Likewise, in many applications, satisfy none of these conditions, and for these application is cost-effective to use generic software. The reason is that there are various common functions (e.g. filtering, routing, enrichment, transformation, pattern matching) that are repeating. Hard coding them means -- re-inventing wheels over and over again, instead of reusing existing implementations as "services", and enjoy other people's work that is being upgraded and optimized with time. This is similar to the reasoning of using other generic products -- messaging, workflows, databases, adapters, development environments and others.

The reaction of this particular customer was interesting: "what you are saying makes much sense, currently we are not used to think in terms of separating the event processing from the rest of the application logic, and we need to digest the idea". So, there will be a follow-up meeting to continue discuss it. I have seen this kind of reaction before, I think that a challenge of event processing vendors may be the competition with potential customers who do not understand the benefits above hard coding. But, this was also the case for other technologies that succeeded to cross this bridge. The growing number of event processing customers indicate that this thought is getting traction.

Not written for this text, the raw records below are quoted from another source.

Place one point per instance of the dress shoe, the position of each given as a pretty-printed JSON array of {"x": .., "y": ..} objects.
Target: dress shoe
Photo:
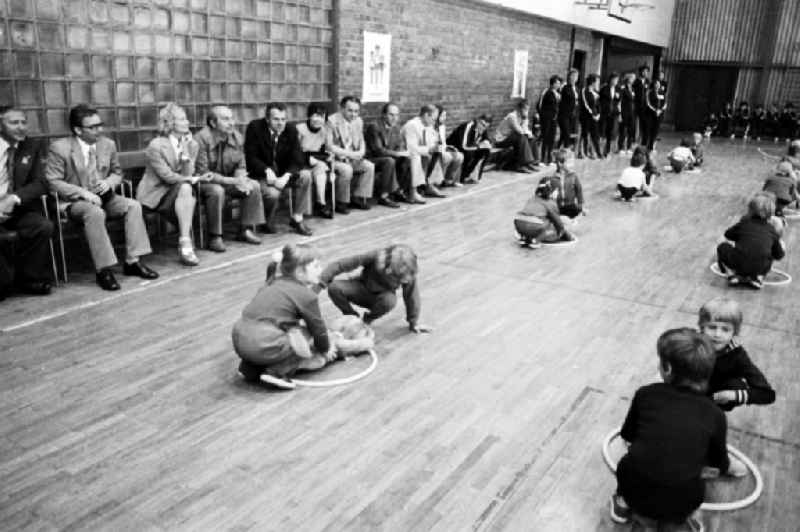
[
  {"x": 187, "y": 256},
  {"x": 140, "y": 270},
  {"x": 300, "y": 227},
  {"x": 35, "y": 288},
  {"x": 432, "y": 192},
  {"x": 399, "y": 196},
  {"x": 323, "y": 211},
  {"x": 416, "y": 199},
  {"x": 386, "y": 202},
  {"x": 360, "y": 203},
  {"x": 216, "y": 244},
  {"x": 106, "y": 280}
]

I think that this is also a topic for a community effort, that may be pursued by EPTS. More on this topic -- later.

2 comments:

M said...

I have this kind of discussions several times every week. Event processing logic is fun to code, so there's always tons of arguments to do it yourself. The developers that appreciate a COTS product for this kind of problems tends to be those ones which have been involved in trying to maintain a code base with lots of realtime processing. Badly designed multi-threaded apps with lots of tweaks seems to be rather pain to maintain...

Opher Etzion said...

My youngest daughter asked me to correcet this posting -- actually, two of my four duaghters did remember my birthday, but mentioned it to me later that evening... after I wrote this posting... Well -- I decided to record her request as a comment.